I hate it so much, that I choose to challenge the way we’ve done things in our society.  Historically, we have fought wars to manage problems.   We have chosen a very stereotypical masculine way to address conflict.  With force and division and might and colonialism and torture and death.  Instead of unification and communication and art and growth and compassion.  And every time I’ve disagreed with a vet on a thread, and he starts to spout out choruses of, “You snowflake cunt!”, I feel heartbroken underneath layers of pride.  Why?  Because I know the anger is a mask he’s been taught to wear to survive.   Or he’s the victim of a traumatic brain injury.   And it’s such a goddamn tragedy.

And I know it’s not simple, and I don’t have an immediate solution.

I still think the masculine system is bullshit, though.

I hate that you aren’t protected.  That your healthcare sucks and you feel invisible.  Undervalued.

Sort of like people of color.

You see, I see people of color too.  I see that they are killed by our police and they do not get justice.  I see biracial couples are still thought of as “different” in people’s minds.  I see my best friend feeling as if she can’t be as angry as a white male because then she’ll be stereotyped as an “angry black girl”.  I see thousands of white people not willing to have a conversation about two generations before who lynched people of color because they are plainly lazy.  I see that they are seen as the “token black friend” by their white counterparts.  I see the white wives, who so quickly rush to defend their policeman or navy husband, think not a thought about Philando Castile’s black daughter, who witnessed her father being shot multiple times.  Even though their grandchild is a quarter black, they remain silent.  I see it.

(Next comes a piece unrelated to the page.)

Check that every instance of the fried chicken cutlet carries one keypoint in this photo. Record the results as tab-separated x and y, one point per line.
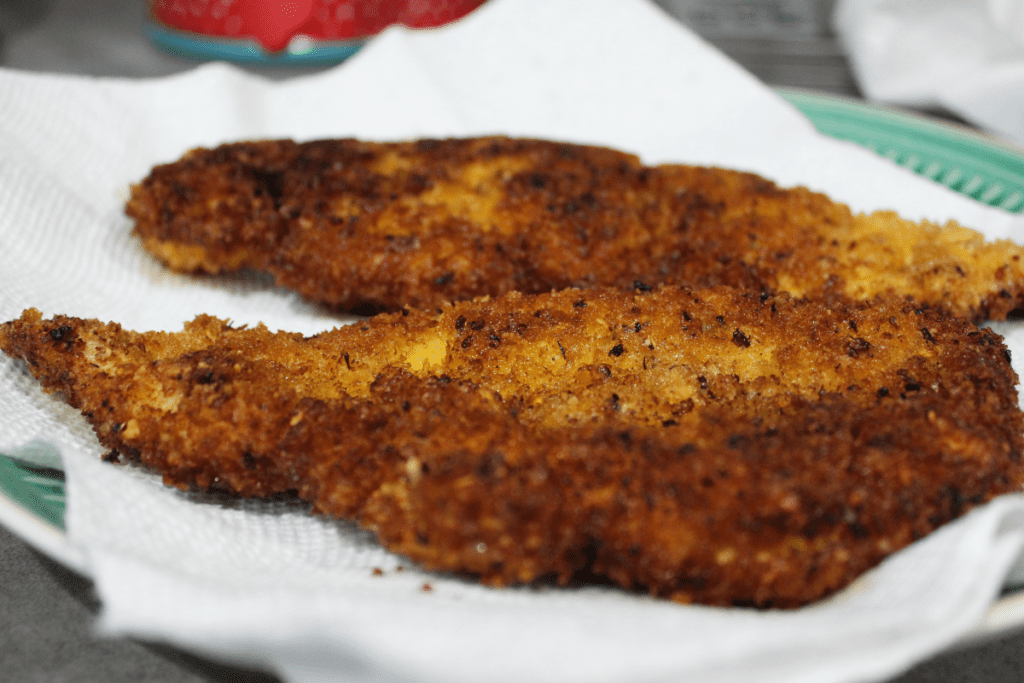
369	226
709	445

And as a mental health counselor, I know this: that there is enough love and compassion to go around.  That it isn’t limited or afforded to one kind of group or people.  That there’s space for everyone’s pain.  Not just yours because you grew up poor, or yours because you were physically abused as a child.  There is space for EVERYONE’S.  And more importantly, I know that one kind of pain doesn’t trump another’s.  Being gang-raped is about as fucking awful as watching your best friend die in battle.

Another thing I know from being a mental health counselor is that people tend to make martyrs out of people.  And this is not helpful, especially when people have choice.  And what I mean by that is:

Veterans today have a choice to be in service or not.  People do NOT have a choice over what skin color they get.

So when you tell me taking a knee is disrespecting the flag, or that they should have used a different time to do it, I know that’s not true.  I know that in some cases, it’s pure racism.  I know that it’s mental laziness.  I know that it’s emotions swaying you.  I I know it’s possible to both honor those who fell, and let people of color exercise all rights of the constitution.  At the same time.

So many people used the Constitution to argue that you can’t pick and choose free speech, but I choose emotions.  Politics is PERSONAL, and FEELINGS, and PEOPLE, whether you choose to see the walls you’ve built up between them or not.

And us white people?  We’re a fairly emotionally and mentally lazy lot.